My Microsoft PM internship experience
I was a Product Manager intern on Microsoft’s Power BI team within Azure Data during Summer 2024.
This was my 2nd internship at Microsoft, as I previously interned for 8 months as a business program manager intern in business and compliance.
What is the role of a Product Manager?
If you are interested in hearing about other internship experiences, Michelle Xu wrote a great article about her PM internship in which she also states:
As a disclaimer, my PM experience may vary from others.

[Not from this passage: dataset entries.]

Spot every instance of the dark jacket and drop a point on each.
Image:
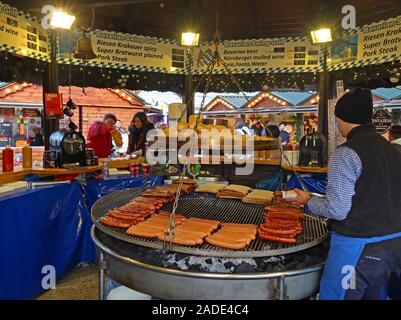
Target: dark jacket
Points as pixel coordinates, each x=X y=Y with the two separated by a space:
x=37 y=141
x=99 y=138
x=137 y=137
x=376 y=205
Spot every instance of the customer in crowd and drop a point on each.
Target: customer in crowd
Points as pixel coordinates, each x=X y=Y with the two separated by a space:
x=362 y=203
x=242 y=128
x=395 y=135
x=273 y=131
x=101 y=134
x=284 y=135
x=258 y=129
x=124 y=135
x=37 y=139
x=140 y=126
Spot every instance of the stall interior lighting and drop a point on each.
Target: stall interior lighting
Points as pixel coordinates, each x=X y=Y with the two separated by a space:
x=62 y=20
x=190 y=39
x=321 y=36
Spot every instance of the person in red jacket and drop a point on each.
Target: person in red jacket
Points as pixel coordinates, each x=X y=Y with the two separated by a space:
x=101 y=134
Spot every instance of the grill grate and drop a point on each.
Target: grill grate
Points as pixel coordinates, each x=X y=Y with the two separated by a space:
x=207 y=206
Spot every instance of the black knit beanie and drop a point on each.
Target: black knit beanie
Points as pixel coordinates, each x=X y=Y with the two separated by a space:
x=355 y=106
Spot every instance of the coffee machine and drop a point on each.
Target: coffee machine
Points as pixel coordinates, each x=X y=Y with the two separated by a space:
x=312 y=149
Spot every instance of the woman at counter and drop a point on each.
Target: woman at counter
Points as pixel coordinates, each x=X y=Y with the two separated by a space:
x=140 y=125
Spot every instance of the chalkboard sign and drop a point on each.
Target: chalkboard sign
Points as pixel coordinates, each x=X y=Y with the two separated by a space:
x=382 y=120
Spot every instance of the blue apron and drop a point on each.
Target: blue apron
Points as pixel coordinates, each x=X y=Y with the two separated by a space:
x=344 y=251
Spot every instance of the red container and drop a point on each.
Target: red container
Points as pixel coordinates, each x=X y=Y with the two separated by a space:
x=8 y=159
x=145 y=168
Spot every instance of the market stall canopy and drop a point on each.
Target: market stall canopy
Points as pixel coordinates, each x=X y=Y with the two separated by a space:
x=237 y=18
x=32 y=93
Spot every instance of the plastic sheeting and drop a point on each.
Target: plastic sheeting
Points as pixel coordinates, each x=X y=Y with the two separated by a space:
x=315 y=184
x=49 y=228
x=95 y=189
x=272 y=183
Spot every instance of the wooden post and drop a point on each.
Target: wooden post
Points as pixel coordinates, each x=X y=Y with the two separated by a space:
x=324 y=96
x=80 y=119
x=189 y=95
x=50 y=85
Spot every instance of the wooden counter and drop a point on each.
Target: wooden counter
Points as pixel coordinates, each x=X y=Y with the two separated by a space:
x=122 y=164
x=206 y=160
x=19 y=174
x=305 y=169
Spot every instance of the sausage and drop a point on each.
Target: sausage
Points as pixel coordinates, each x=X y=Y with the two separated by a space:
x=232 y=239
x=143 y=232
x=283 y=232
x=113 y=222
x=274 y=238
x=186 y=241
x=236 y=235
x=118 y=215
x=213 y=222
x=226 y=243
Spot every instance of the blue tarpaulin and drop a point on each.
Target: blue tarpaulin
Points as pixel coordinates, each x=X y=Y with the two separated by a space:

The PM role differs from company to company (a Microsoft “Program Manager” is like a combination of a “Technical Program Manager” and a “Product Manager”) and from team to team (in my team, I was able to drive product direction like a Product Manager and interact with engineers like a Technical Program Manager, but other teams might lean more into one or the other).
While I cannot go into depth about the specific feature that I worked on as it is still in the process of being released, (I can make updates after it is made public to this post) I can give a general overview of the experience and the product suite.
What Does a Product Manager Intern Do?
As a PM intern, you typically might expect to:
Work on real product features or improvements that will ship to customers
Conduct user research and gather requirements
Collaborate with engineers, designers, and other stakeholders
Write product specifications and documentation
Present proposals and progress to leadership
Learn about product development lifecycle
Participate in team meetings and planning sessions
I agree with what Michelle stated in her blog:
A PM’s job is to make decisions and execute them.
A lot of the decision-making and execution involves working closely with your engineers, designers, researchers, and customers.
I’ll be quoting directly from the public documentation on the MS Learn site article to give the most up-to-date information on the product.
What is Power BI ?
Power BI is a collection of software services, apps, and connectors that work together to turn your unrelated sources of data into coherent, visually immersive, and interactive insights. Your data might be an Excel spreadsheet, or a collection of cloud-based and on-premises hybrid data warehouses. Power BI lets you easily connect to your data sources, visualize and discover what's important, and share that with anyone or everyone you want.
The parts of Power BI
Power BI consists of several elements that all work together, starting with these three basics:
A Windows desktop application called Power BI Desktop.
An online software as a service (SaaS) service called the Power BI service.
Power BI Mobile apps for Windows, iOS, and Android devices.
These three elements—Power BI Desktop, the service, and the mobile apps—are designed to let you create, share, and consume business insights in the way that serves you and your role most effectively.
Beyond those three, Power BI also features two other elements:
Power BI Report Builder, for creating paginated reports to share in the Power BI service. Read more about paginated reports later in this article.
Power BI Report Server, an on-premises report server where you can publish your Power BI reports, after creating them in Power BI Desktop. Read more about Power BI Report Server later in this article.
I interned specifically on the service side during my internship.
My favorite part was meeting and working with an amazing team while learning about new products, features and integrations, including Copilot for Power BI and Microsoft Fabric!
As an intern, I also had access to certifications and cloud credits which I could use to explore my interests furthur. I attended an Azure Fundamentals Workshop and also watched some modules from the learning platform within Azure Data.
Beyond the engaging work, I hiked and explored the city with interns. The intern communities I joined became spaces for meaningful connections and growth, shoutout to the PM Intern Community Group, Asians at Microsoft and Women at Microsoft ERG!

3 quick tips if you are going to be interning in an upcoming term!
Document things - it will not only benefit yourself to onboard if you return, but also for future people on your team!
Stakeholder Communication is important!
Build Relationships - within and across your team, and disciplines
Thanks for reading, and as always, I hope your taking care!